Many students (some Catholic students included) take advantage of contraceptives to prevent untimely pregnancies.  Much money, research and time has been put into the creation of contraceptives, which, in this world, provide women a way to reach equality with men in the workforce.  It’s hard to become a rich, powerful boss-lady when you end up pregnant before finishing your schooling. The fact that many women, especially those with a medical career track, have a long road of schooling ahead makes the necessity for contraception even greater unless they want to be lonely cat ladies.  This is a personal lifestyle choice, and it isn’t the University’s place to limit access to it by taking away financial coverage.  One could argue the University isn’t banning the use of contraceptives and has a right to take no part in student access to it, and they would be correct.  However, for many female students, forking out money from their own pockets every month for birth control isn’t an option. This creates a privilege gap between those with money and those without. The views of the University shouldn’t be used to directly influence the lifestyle choices of the student body, and they shouldn’t be able to prevent underprivileged students continued access to the product.

Along with the idea that the University should uphold its commitment to acceptance of all views, I would like to point out a more pressing issue on campus that should probably hold a bigger spotlight than a responsible female adult’s personal business. Lately, we’ve had a couple sexual assaults on campus, despite all our efforts to prevent it. If we have students running around raping each other, why is contraception the issue of choice?  Sure, we have the GreeNDot program and a Moreau class to tell us that rape is bad.

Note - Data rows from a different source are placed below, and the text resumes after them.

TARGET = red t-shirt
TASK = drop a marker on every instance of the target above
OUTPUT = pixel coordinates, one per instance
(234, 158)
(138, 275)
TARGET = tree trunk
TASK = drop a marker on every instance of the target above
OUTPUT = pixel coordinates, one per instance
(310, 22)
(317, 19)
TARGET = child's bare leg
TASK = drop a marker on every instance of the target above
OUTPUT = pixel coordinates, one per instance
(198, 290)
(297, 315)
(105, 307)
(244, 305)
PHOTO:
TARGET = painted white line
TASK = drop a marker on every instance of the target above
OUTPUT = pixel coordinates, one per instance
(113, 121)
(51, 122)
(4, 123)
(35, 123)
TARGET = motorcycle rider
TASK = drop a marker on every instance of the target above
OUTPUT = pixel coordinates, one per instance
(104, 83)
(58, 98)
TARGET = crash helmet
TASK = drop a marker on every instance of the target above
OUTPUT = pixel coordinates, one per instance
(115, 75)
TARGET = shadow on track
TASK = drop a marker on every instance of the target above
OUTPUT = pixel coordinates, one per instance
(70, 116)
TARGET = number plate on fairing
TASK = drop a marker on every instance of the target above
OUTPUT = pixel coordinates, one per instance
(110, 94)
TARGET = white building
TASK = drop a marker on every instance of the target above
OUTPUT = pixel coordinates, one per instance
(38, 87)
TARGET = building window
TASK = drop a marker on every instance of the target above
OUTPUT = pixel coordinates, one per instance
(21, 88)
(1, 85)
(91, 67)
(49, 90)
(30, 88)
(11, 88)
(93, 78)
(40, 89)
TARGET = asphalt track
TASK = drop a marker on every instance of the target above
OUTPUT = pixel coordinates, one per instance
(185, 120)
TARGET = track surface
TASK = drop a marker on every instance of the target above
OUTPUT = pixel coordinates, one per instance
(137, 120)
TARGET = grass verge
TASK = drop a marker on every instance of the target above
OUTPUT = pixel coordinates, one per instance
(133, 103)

But if we need all of that as a society to know not to use another human being like that, I think we all need a bit of religious reform that goes way past the use of contraceptives. It is important to focus on what’s truly important on campus and maintain the freedom and diversity of beliefs that the University claims to want to uphold.

Vanessa Davis


Nov. 27

The views expressed in this Letter to the Editor are those of the author and not necessarily those of The Observer.